And that is despite a recent statute that, in a different context, defines ‘economic abuse’. In passing the Domestic Abuse Act 2021, parliament recognised that abuse in a personal relationship includes behaviour that has a substantial adverse effect on a partner’s ability to acquire money or to obtain goods and services.

If a former partner suffers fresh economic abuse on the breakdown of a relationship, should that victim be entitled to compensation for it? In his introduction to the Resolution report, the association’s chair Grant Cameron says that family justice professionals have long been familiar with litigants who attempt to prevent their former partners from receiving a fair financial settlement.

‘Withholding funds, hiding assets, delaying, bullying and breaching court orders are persistent problems that professionals must grapple with,’ he writes. ‘However, it is only following recent developments we have come to understand that these behaviours are post-separation domestic abuse.’

It would be wonderful if renaming this longstanding misbehaviour made it go away – or even deterred it. In a perfect world, the wealthier partner would stop acting abusively to avoid the risk of being ordered to pay the victim more. But family disputes do not always play out that way.

We have all read of warring spouses who would rather spend their money on lawyers than agree a settlement. Some partners accused of domestic abuse would simply double down. A High Court master in Northern Ireland acknowledged recently that ‘the litigation process itself may be being used as a means of coercive control by one spouse against the other’.

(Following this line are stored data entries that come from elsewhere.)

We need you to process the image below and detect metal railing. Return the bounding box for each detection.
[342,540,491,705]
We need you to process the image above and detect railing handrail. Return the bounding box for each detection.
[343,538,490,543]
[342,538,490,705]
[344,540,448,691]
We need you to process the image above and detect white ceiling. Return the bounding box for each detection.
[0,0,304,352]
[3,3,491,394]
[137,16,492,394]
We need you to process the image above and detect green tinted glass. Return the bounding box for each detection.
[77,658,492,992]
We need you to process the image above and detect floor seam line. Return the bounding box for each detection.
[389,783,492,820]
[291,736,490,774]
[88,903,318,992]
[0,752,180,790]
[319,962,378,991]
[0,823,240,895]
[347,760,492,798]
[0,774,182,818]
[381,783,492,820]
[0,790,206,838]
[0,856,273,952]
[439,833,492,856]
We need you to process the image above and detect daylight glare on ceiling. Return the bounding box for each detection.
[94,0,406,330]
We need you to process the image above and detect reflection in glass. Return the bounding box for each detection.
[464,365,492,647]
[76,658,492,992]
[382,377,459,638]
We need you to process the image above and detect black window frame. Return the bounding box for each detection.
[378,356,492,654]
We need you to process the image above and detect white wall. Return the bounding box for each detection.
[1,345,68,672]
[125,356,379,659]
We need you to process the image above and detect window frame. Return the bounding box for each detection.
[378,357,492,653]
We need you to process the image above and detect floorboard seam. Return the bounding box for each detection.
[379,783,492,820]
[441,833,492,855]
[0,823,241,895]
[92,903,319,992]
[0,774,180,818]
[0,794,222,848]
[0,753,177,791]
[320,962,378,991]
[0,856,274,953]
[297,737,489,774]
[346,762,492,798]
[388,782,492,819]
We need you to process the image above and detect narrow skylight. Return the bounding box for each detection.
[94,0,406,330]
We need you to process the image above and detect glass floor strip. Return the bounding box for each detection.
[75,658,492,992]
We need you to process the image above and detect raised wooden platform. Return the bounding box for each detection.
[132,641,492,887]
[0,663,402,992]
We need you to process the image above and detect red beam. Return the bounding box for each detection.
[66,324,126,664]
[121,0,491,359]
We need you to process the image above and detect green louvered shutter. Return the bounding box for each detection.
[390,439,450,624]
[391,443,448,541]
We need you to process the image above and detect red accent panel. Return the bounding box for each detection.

Writing in the Financial Remedies Journal this month, a specialist barrister argued that the courts’ current approach was not in keeping with the economic effects of domestic abuse. Femi Ogunlende suggested that the high bar and procedural hurdles set by the courts in recent cases might be discriminatory, given that women were more likely than men to suffer domestic abuse.

But the working party that produced last week’s report heard ‘concerns expressed both by lawyers and the judiciary that the court system would not be able to cope if there were any changes that could negatively impact on settlement rates’. Resolution accepted that ‘the level of resources available to the system is seen as a big constraint on its ability to take the issue of domestic abuse into account’. Explaining why the report had not reached a conclusion, one of its authors said the challenge had been to achieve fairer outcomes without negatively impacting settlement rates and increasing costs.

The Law Commission has been examining financial remedies ahead of a scoping report to be published in December. Although we may have to wait a year or two for its final recommendations, rushing through ill-considered reforms in the meantime could put victims at risk.